Legal Profession

An English Barrister Practice of law is typically overseen by either a government organization or independent regulating body such as a bar association, bar council, barrister society, or law society. To practice law, the regulating body must certify the practitioner. This usually entails a two or three-year program at a university faculty of law or a law school, which earns the student a Bachelor of Laws, a Bachelor of Civil Law or a Juris Doctor degree. This course of study is followed by an entrance examination (e.g. bar admission). Some countries require a further vocational qualification before a person is permitted to practise law. In the case of those wishing to become a barrister, this would lead to a Barrister-at-law degree, followed by a year’s apprenticeship (sometimes known as pupillage or devilling) under the oversight of an experienced barrister (or master). Advanced law degrees are also often pursued, though they are academic degrees and are not required for the practice of law. These include a Master of Laws, a

Master of Legal Studies, and a Doctor of Laws.

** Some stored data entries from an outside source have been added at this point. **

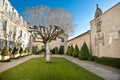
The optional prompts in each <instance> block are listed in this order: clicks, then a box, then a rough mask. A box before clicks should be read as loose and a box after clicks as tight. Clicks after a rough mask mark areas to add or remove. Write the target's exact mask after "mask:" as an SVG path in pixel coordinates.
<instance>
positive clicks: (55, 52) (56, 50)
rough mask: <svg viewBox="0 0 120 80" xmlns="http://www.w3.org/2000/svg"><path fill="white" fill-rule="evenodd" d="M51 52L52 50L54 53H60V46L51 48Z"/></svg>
mask: <svg viewBox="0 0 120 80" xmlns="http://www.w3.org/2000/svg"><path fill="white" fill-rule="evenodd" d="M50 52H51V53H52V54H58V53H59V51H58V47H55V48H53V49H52V50H50Z"/></svg>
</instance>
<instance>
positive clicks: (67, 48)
mask: <svg viewBox="0 0 120 80" xmlns="http://www.w3.org/2000/svg"><path fill="white" fill-rule="evenodd" d="M69 51H70V46H68V47H67V52H66V54H67V55H68V54H69Z"/></svg>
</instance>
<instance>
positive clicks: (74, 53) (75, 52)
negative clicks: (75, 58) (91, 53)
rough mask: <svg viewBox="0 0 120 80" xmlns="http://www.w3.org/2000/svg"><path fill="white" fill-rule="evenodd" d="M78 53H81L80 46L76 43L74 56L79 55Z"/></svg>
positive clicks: (78, 53) (77, 56) (74, 52)
mask: <svg viewBox="0 0 120 80" xmlns="http://www.w3.org/2000/svg"><path fill="white" fill-rule="evenodd" d="M78 54H79V48H78V46H77V45H75V49H74V51H73V56H74V57H78Z"/></svg>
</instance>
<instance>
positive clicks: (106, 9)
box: [9, 0, 120, 38]
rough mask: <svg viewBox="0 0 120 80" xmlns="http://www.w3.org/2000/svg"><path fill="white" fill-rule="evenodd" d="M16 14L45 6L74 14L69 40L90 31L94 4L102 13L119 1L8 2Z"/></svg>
mask: <svg viewBox="0 0 120 80" xmlns="http://www.w3.org/2000/svg"><path fill="white" fill-rule="evenodd" d="M9 1H10V2H11V4H12V5H13V7H14V8H16V9H17V11H18V13H19V14H21V15H22V12H23V10H24V9H25V8H27V7H33V6H38V5H46V6H49V7H50V8H64V9H66V10H68V11H70V12H72V13H73V14H74V16H75V17H74V20H75V32H74V34H73V35H71V36H70V38H73V37H75V36H77V35H80V34H82V33H84V32H86V31H87V30H89V29H90V23H89V22H90V21H91V20H92V19H93V18H94V13H95V10H96V4H97V3H98V4H99V7H100V8H101V9H102V11H103V12H104V11H106V10H107V9H109V8H111V7H112V6H114V5H115V4H117V3H118V2H120V0H9Z"/></svg>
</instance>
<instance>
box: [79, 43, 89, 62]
mask: <svg viewBox="0 0 120 80" xmlns="http://www.w3.org/2000/svg"><path fill="white" fill-rule="evenodd" d="M89 54H90V53H89V50H88V46H87V44H86V43H85V42H84V43H83V46H82V48H81V50H80V53H79V58H80V59H82V60H87V59H88V57H89Z"/></svg>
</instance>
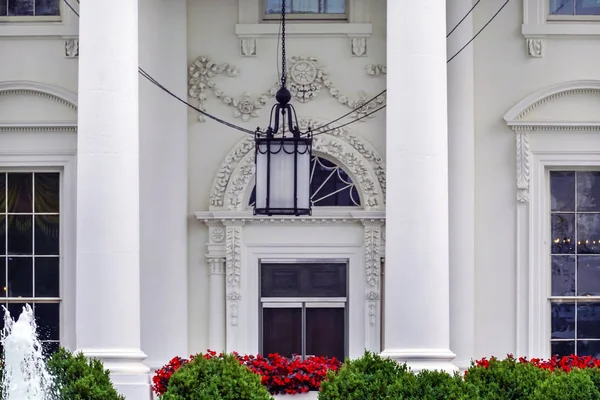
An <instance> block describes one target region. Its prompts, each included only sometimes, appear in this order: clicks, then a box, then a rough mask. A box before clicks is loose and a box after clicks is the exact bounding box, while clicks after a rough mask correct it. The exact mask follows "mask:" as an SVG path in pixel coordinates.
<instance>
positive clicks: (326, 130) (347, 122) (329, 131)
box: [63, 0, 510, 135]
mask: <svg viewBox="0 0 600 400" xmlns="http://www.w3.org/2000/svg"><path fill="white" fill-rule="evenodd" d="M63 1H64V2H65V4H66V5H67V6H68V7H69V8H70V9H71V11H72V12H73V13H74V14H75V15H76V16H78V17H79V13H78V12H77V11H75V9H74V8H73V7H72V6H71V4H69V1H68V0H63ZM76 1H77V3H79V0H76ZM479 2H480V0H478V1H477V3H476V4H475V5H474V6H473V7H472V8H471V10H469V12H468V13H467V15H465V17H463V19H461V21H459V23H458V24H457V26H458V25H460V24H461V23H462V21H464V19H465V18H466V17H467V16H468V15H469V13H471V12H472V11H473V9H474V8H475V6H477V4H478V3H479ZM509 2H510V0H506V1H505V3H504V4H503V5H502V6H501V7H500V9H499V10H498V11H497V12H496V13H495V14H494V15H493V16H492V18H490V20H488V21H487V23H486V24H485V25H484V26H483V27H482V28H481V29H480V30H479V31H478V32H477V33H476V34H475V36H473V38H472V39H471V40H469V41H468V42H467V43H466V44H465V45H464V46H463V47H461V48H460V50H458V51H457V52H456V53H455V54H454V55H453V56H452V57H450V59H449V60H448V61H446V63H449V62H451V61H452V60H453V59H454V58H456V57H457V56H458V55H459V54H460V53H461V52H462V51H463V50H464V49H465V48H467V46H469V44H471V43H472V42H473V41H474V40H475V38H477V36H479V34H480V33H481V32H483V30H484V29H485V28H486V27H487V26H488V25H489V24H490V23H491V22H492V21H493V20H494V19H495V18H496V16H498V14H500V12H501V11H502V10H503V9H504V7H505V6H506V5H507V4H508V3H509ZM457 26H456V27H457ZM456 27H455V28H453V29H452V31H451V32H450V33H449V34H448V35H450V34H451V33H452V32H453V31H454V30H455V29H456ZM280 29H281V25H280ZM278 41H279V35H278ZM278 48H279V46H278ZM278 54H279V50H277V55H278ZM138 71H139V73H140V75H142V76H143V77H144V78H146V79H147V80H148V81H150V82H151V83H152V84H154V85H155V86H156V87H158V88H159V89H161V90H163V91H164V92H165V93H167V94H168V95H170V96H171V97H173V98H174V99H176V100H178V101H179V102H181V103H183V104H185V105H186V106H188V107H190V108H191V109H193V110H194V111H197V112H198V113H200V114H202V115H204V116H206V117H208V118H210V119H212V120H214V121H216V122H218V123H221V124H223V125H225V126H227V127H229V128H232V129H235V130H238V131H240V132H244V133H247V134H252V135H254V134H255V132H254V131H252V130H250V129H246V128H244V127H241V126H238V125H235V124H232V123H230V122H227V121H225V120H222V119H221V118H218V117H215V116H214V115H211V114H209V113H207V112H206V111H203V110H201V109H200V108H198V107H196V106H194V105H192V104H190V103H188V102H187V101H185V100H183V99H182V98H180V97H179V96H177V95H176V94H174V93H173V92H171V91H170V90H168V89H167V88H165V87H164V86H163V85H161V84H160V83H159V82H158V81H157V80H156V79H154V78H153V77H152V76H151V75H150V74H148V73H147V72H146V71H144V70H143V69H142V68H141V67H138ZM278 75H279V69H278ZM386 92H387V89H384V90H383V91H381V92H380V93H379V94H377V95H376V96H374V97H372V98H371V99H369V100H368V101H366V102H365V103H364V104H361V106H360V107H357V108H355V109H353V110H350V111H349V112H347V113H346V114H344V115H342V116H340V117H338V118H336V119H335V120H333V121H331V122H329V123H326V124H323V125H321V126H319V127H316V128H314V129H313V130H320V129H322V128H325V127H327V126H329V125H330V124H332V123H334V122H337V121H339V120H341V119H343V118H345V117H347V116H348V115H350V114H352V113H355V112H358V111H359V110H361V109H363V108H364V107H365V106H366V105H367V104H370V103H371V102H373V101H375V100H376V99H377V98H379V97H380V96H381V95H383V94H384V93H386ZM385 107H386V106H385V105H383V106H381V107H379V108H377V109H375V110H373V111H371V112H369V113H367V114H365V115H363V116H361V117H359V118H356V119H354V120H352V121H349V122H347V123H345V124H342V125H339V126H337V127H336V128H331V129H328V130H326V131H321V132H318V133H316V134H322V133H326V132H330V131H332V130H335V129H339V128H341V127H345V126H348V125H350V124H353V123H355V122H358V121H360V120H362V119H364V118H366V117H368V116H370V115H373V114H375V113H377V112H379V111H381V110H382V109H384V108H385Z"/></svg>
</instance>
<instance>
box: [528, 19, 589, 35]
mask: <svg viewBox="0 0 600 400" xmlns="http://www.w3.org/2000/svg"><path fill="white" fill-rule="evenodd" d="M521 32H522V34H523V36H525V38H526V39H536V38H545V37H565V38H568V37H578V36H600V24H598V23H595V22H590V21H573V22H560V23H558V22H550V23H545V24H523V25H522V26H521Z"/></svg>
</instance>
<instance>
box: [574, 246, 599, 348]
mask: <svg viewBox="0 0 600 400" xmlns="http://www.w3.org/2000/svg"><path fill="white" fill-rule="evenodd" d="M577 295H578V296H600V257H597V256H580V257H577ZM598 336H599V338H600V333H599V334H598Z"/></svg>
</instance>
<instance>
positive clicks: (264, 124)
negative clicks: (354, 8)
mask: <svg viewBox="0 0 600 400" xmlns="http://www.w3.org/2000/svg"><path fill="white" fill-rule="evenodd" d="M247 1H248V3H249V2H250V1H252V0H247ZM365 1H367V0H365ZM369 1H370V2H371V7H369V13H370V18H371V21H372V23H373V36H371V37H370V38H369V39H368V56H367V57H352V54H351V48H350V40H349V39H348V37H327V38H323V37H312V38H307V37H289V38H287V41H286V47H287V55H288V57H291V56H312V57H317V59H318V60H319V64H320V65H322V66H323V67H324V68H325V69H326V71H327V73H328V75H329V78H330V80H331V82H332V83H333V84H334V85H335V86H336V87H337V88H338V89H339V90H340V92H342V93H343V94H344V95H347V96H350V97H353V98H356V97H358V96H357V95H358V92H359V91H361V90H365V91H366V92H367V97H368V98H370V97H372V96H374V95H376V94H377V93H379V92H380V91H381V90H383V89H384V88H385V76H380V77H372V76H369V75H367V74H366V72H365V67H366V66H367V65H368V64H385V29H386V27H385V7H386V3H385V1H383V0H369ZM237 5H238V1H237V0H202V1H200V0H189V1H188V64H189V63H191V62H192V61H193V60H194V59H196V58H197V57H199V56H207V57H209V58H210V59H211V60H213V61H214V62H216V63H218V64H221V63H229V64H232V65H234V66H236V67H238V68H239V70H240V72H239V74H238V76H237V77H235V78H229V77H227V76H226V75H225V74H223V75H220V76H217V77H215V79H214V81H215V82H216V83H217V85H218V86H219V87H220V88H221V89H222V90H223V91H224V92H225V93H226V94H228V95H230V96H235V97H238V96H241V95H242V94H243V93H244V92H249V93H251V94H254V95H258V94H261V93H263V92H264V91H266V90H268V89H270V88H271V87H272V86H273V84H274V83H275V82H277V68H278V67H277V66H278V65H280V63H281V61H280V59H281V55H279V57H277V37H276V36H275V37H269V38H259V39H258V40H257V56H256V57H242V56H241V55H240V51H239V40H238V38H237V37H236V35H235V23H236V21H237V20H238V7H237ZM279 68H280V67H279ZM272 104H274V99H270V100H269V102H268V103H267V105H266V106H265V107H264V108H263V109H261V110H259V115H260V117H259V118H254V119H251V120H250V121H249V122H243V121H242V120H241V119H239V118H234V117H233V108H231V107H227V106H225V105H224V104H223V103H222V102H221V101H220V100H218V99H216V98H215V97H214V95H213V94H212V93H210V92H209V93H208V101H207V102H206V109H207V111H208V112H210V113H212V114H214V115H217V116H219V117H221V118H222V119H225V120H227V121H230V122H233V123H235V124H238V125H241V126H244V127H245V128H248V129H251V130H254V129H256V127H257V126H261V127H263V128H265V127H266V125H267V124H268V117H269V114H268V111H269V110H270V107H271V106H272ZM293 104H294V106H295V107H296V110H297V112H298V115H299V116H302V117H309V118H320V119H322V120H328V121H330V120H333V119H335V118H337V117H339V116H340V115H343V114H345V113H347V112H348V111H350V108H347V107H345V106H342V105H340V104H339V103H338V101H337V100H336V99H334V98H333V97H332V96H331V95H330V94H329V93H328V92H327V90H326V88H322V89H321V92H320V95H319V96H318V98H317V99H316V100H313V101H311V102H308V103H305V104H300V103H299V102H298V101H294V102H293ZM197 115H198V114H197V113H196V112H195V111H190V112H189V118H188V121H189V205H188V211H189V212H190V213H191V212H196V211H203V210H208V207H209V194H210V189H211V185H212V182H213V179H214V176H215V174H216V171H217V168H218V167H219V165H220V164H221V162H222V161H223V159H224V157H225V156H226V154H227V153H228V151H229V150H230V149H231V148H232V147H233V146H234V145H235V144H236V143H237V142H238V141H239V140H240V139H241V138H242V137H243V136H242V135H243V134H241V133H239V132H236V131H233V130H231V129H229V128H227V127H224V126H222V125H218V124H216V123H214V122H211V121H207V122H203V123H201V122H198V120H197ZM352 131H353V133H355V134H359V135H362V136H363V137H364V138H365V139H366V140H367V141H368V142H370V143H372V144H373V145H374V146H375V148H376V149H377V150H378V151H379V153H380V154H383V153H384V152H385V115H384V112H380V113H379V115H377V117H376V118H373V119H368V120H367V121H366V122H358V123H356V124H353V125H352ZM274 229H277V228H275V227H274ZM207 232H208V230H207V228H206V227H205V226H204V225H203V224H202V223H201V222H200V221H196V222H195V223H191V224H190V229H189V243H190V245H189V252H188V254H189V271H188V276H189V307H190V313H189V315H190V320H189V347H190V348H189V351H190V352H197V351H202V350H205V349H206V348H207V340H208V339H207V337H208V330H207V326H206V321H207V320H208V285H207V277H208V272H207V267H206V263H205V261H204V254H205V251H206V250H205V244H206V243H207V242H208V237H207Z"/></svg>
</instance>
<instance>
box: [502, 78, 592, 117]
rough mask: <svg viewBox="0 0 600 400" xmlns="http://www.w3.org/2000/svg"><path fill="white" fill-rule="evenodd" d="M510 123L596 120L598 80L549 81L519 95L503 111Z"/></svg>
mask: <svg viewBox="0 0 600 400" xmlns="http://www.w3.org/2000/svg"><path fill="white" fill-rule="evenodd" d="M504 120H505V121H506V123H507V124H508V125H509V126H511V127H518V126H523V125H534V126H535V125H537V126H556V127H558V126H571V127H575V126H577V125H582V127H584V126H586V125H590V124H592V125H598V124H600V80H578V81H569V82H563V83H559V84H556V85H551V86H548V87H545V88H543V89H541V90H538V91H536V92H534V93H531V94H530V95H528V96H526V97H524V98H523V99H521V100H520V101H519V102H518V103H517V104H515V105H514V106H513V107H512V108H511V109H510V110H509V111H508V112H507V113H506V114H505V115H504Z"/></svg>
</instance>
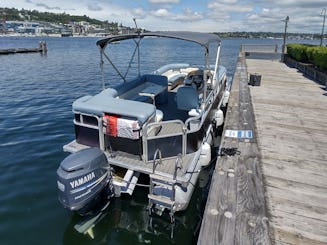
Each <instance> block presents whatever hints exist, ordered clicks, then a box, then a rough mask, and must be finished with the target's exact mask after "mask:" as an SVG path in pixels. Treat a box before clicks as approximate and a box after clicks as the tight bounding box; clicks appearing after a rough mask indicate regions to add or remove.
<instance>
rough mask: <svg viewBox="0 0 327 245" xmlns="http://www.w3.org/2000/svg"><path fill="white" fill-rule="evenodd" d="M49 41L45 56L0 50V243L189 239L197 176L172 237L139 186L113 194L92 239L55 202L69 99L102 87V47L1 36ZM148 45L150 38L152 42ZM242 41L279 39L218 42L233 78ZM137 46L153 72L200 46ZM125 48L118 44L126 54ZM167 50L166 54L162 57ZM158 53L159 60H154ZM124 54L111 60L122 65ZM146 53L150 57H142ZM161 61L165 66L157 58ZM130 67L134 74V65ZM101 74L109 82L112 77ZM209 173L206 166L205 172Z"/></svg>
mask: <svg viewBox="0 0 327 245" xmlns="http://www.w3.org/2000/svg"><path fill="white" fill-rule="evenodd" d="M40 40H45V41H46V42H47V45H48V50H49V51H48V54H47V55H41V54H38V53H35V54H15V55H2V56H0V159H1V161H0V173H1V174H0V239H1V244H143V243H150V244H194V243H196V234H197V231H198V229H197V228H198V225H199V224H200V221H201V218H200V217H201V213H202V211H203V207H204V204H205V198H206V194H207V188H202V187H203V186H205V180H203V181H201V187H200V186H198V187H197V188H196V191H195V193H194V195H193V198H192V202H191V204H190V206H189V209H188V210H187V211H185V212H182V213H180V214H178V215H177V217H176V220H177V221H176V227H175V229H174V230H175V233H174V239H171V238H170V226H169V224H168V222H166V221H165V220H164V219H162V220H161V219H159V220H155V221H154V230H151V229H149V228H148V227H147V213H146V204H147V202H146V191H145V190H144V189H143V188H141V187H140V188H138V189H137V190H136V193H135V195H134V196H133V197H129V196H127V197H126V196H125V197H123V198H121V199H115V200H114V201H113V202H112V203H111V204H110V207H109V209H108V211H107V213H106V215H105V217H103V219H102V220H101V221H100V223H99V224H98V225H97V226H96V227H95V229H94V235H95V237H94V239H91V238H90V237H89V236H87V235H82V234H79V233H77V232H76V231H75V230H74V228H73V226H74V224H75V223H76V222H77V221H79V220H80V218H79V217H78V216H76V215H72V214H71V213H69V212H67V211H66V210H64V209H63V208H62V206H61V205H60V204H59V202H58V200H57V189H56V188H57V187H56V169H57V167H58V165H59V163H60V162H61V161H62V160H63V159H64V157H66V156H67V153H64V152H63V151H62V146H63V145H64V144H65V143H67V142H69V141H71V140H72V139H74V128H73V122H72V113H71V104H72V101H74V100H75V99H77V98H78V97H81V96H83V95H86V94H94V93H96V92H99V91H100V89H101V86H102V85H101V76H100V68H99V57H100V55H99V50H98V48H97V47H96V45H95V42H96V41H97V39H96V38H42V39H39V38H14V37H0V49H1V48H19V47H24V48H29V47H30V48H32V47H37V46H38V42H39V41H40ZM149 42H150V44H151V42H153V41H152V40H150V41H149ZM242 43H265V44H266V43H272V44H278V45H279V46H281V40H262V39H260V40H259V39H258V40H248V39H246V40H240V39H231V40H227V39H226V40H223V46H222V53H221V62H222V64H223V65H225V66H226V67H227V69H228V75H229V76H232V75H233V73H234V70H235V65H236V60H237V55H238V52H239V48H240V44H242ZM162 44H168V46H169V47H168V48H166V49H164V48H163V47H162V45H161V44H160V45H158V46H155V47H153V48H152V49H151V50H150V51H146V50H142V52H143V54H145V56H146V59H144V60H142V64H143V65H145V64H147V65H148V68H147V69H148V71H153V70H154V69H156V68H158V66H160V65H162V64H163V62H166V61H170V62H183V60H184V59H186V60H187V62H190V63H197V62H196V60H194V59H193V58H194V55H195V56H196V57H198V58H199V60H202V55H203V54H202V52H201V51H199V50H198V49H194V48H193V46H194V45H193V44H188V45H190V47H189V48H190V51H189V52H185V53H183V55H179V56H177V54H176V52H175V51H176V50H178V49H180V48H182V46H181V44H180V42H176V41H173V40H169V41H166V42H165V41H163V43H162ZM126 45H127V46H125V47H123V48H121V49H119V48H118V45H117V48H116V45H115V47H114V48H115V49H116V50H118V51H120V53H121V54H122V55H124V54H125V53H124V52H125V50H126V48H129V44H126ZM162 54H164V58H162V59H159V57H160V56H161V55H162ZM157 57H158V58H157ZM120 58H121V56H116V58H115V63H117V65H118V66H120V64H121V60H120ZM150 58H155V61H154V62H151V63H147V61H148V60H150ZM161 63H162V64H161ZM131 70H132V72H134V73H135V72H136V70H135V64H134V63H133V67H132V69H131ZM111 78H112V77H111V75H109V74H108V73H106V83H110V82H112V80H111ZM208 171H209V170H208Z"/></svg>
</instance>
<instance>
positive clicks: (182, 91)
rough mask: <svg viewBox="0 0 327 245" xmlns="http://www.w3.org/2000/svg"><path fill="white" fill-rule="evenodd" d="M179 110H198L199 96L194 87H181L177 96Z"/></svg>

Once accredited, a lawyer will often work in a law firm, in a chambers, as a sole practitioner, for a government or as internal counsel at a private corporation. Another option is to become a legal researcher who provides on-demand legal research through a commercial service or on a freelance basis. Many people trained in law put their skills to use outside the legal field entirely. A significant component to the practice of law in the common law tradition involves legal research in order to determine the current state of the law. This usually entails exploring case-law reports, legal periodicals and legislation. Law practice also involves drafting documents such as court pleadings, persuasive briefs, contracts, or wills and trusts. Negotiation and dispute resolution skills are also important parts of legal practice, depending on the field.